How far, the MODWT goes down is based on the sample size (and again with any wavelet transform, you don't have to go all the way). Bascially the MODWT will go down until what is left as the scaling coefficients is just equal to the mean of the signal. I'll demonstrate here:
load wecg;
wt = modwt(wecg);
Now look at
app = wt(end,:);
The above is essentially just a constant vector equal to the mean of the signal. Taking the wavelet transform any further is pointless, the wavelet coefficients will be nothing but zeros and the scaling coefficients won't change.

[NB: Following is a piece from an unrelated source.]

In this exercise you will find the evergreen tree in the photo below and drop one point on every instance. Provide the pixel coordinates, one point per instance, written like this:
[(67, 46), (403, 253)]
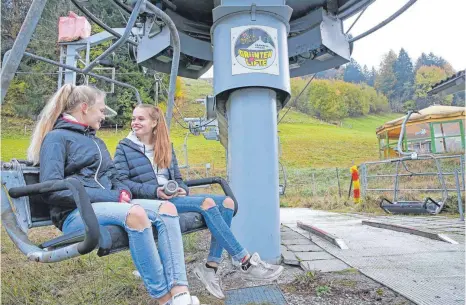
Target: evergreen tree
[(372, 76), (386, 80), (404, 74), (353, 73)]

I think the differences in reconstruction you show above don't mean EMD is better than MODWT. These are very small differences. For example for my version of EMD,
load wecg;
imf = emd(wecg);
wt = modwt(wecg);
xrec = imodwt(wt);
imfrec = sum(imf);
ans =
So in the case of the EMD, the worst mismatch between the reconstruction and the signal sample is 10^(-16) for the MODWT (10^(-12)). Are we really worried about that difference? They both reconstruct the signal perfectly.
As far as the wavelet to choose, that depends on the goal of your analysis. What is your ultimate reason for doing a multiresolution analysis of these signals?
  1 Comment
Marc Huber
Marc Huber on 8 May 2016
Thank you for answer Wayne. Why do you always talk about perfect reconstruction? For me, perfect means error equals zero, or how is perfect at wavelets/filter banks defined? How small have the error to be that we can talk about perfect reconstruction? Do you think one can disregard the error if it is very small?
My goal is to find resting state networks. So because of dynamic functional connectivity next step is to split each decomposition into small parts, create a correlation matrix from the first, second, third, and so on, splitted part of the 1,..,11 decomposition of all 100 probands, and then do a k-means clustering to find cluster centroids.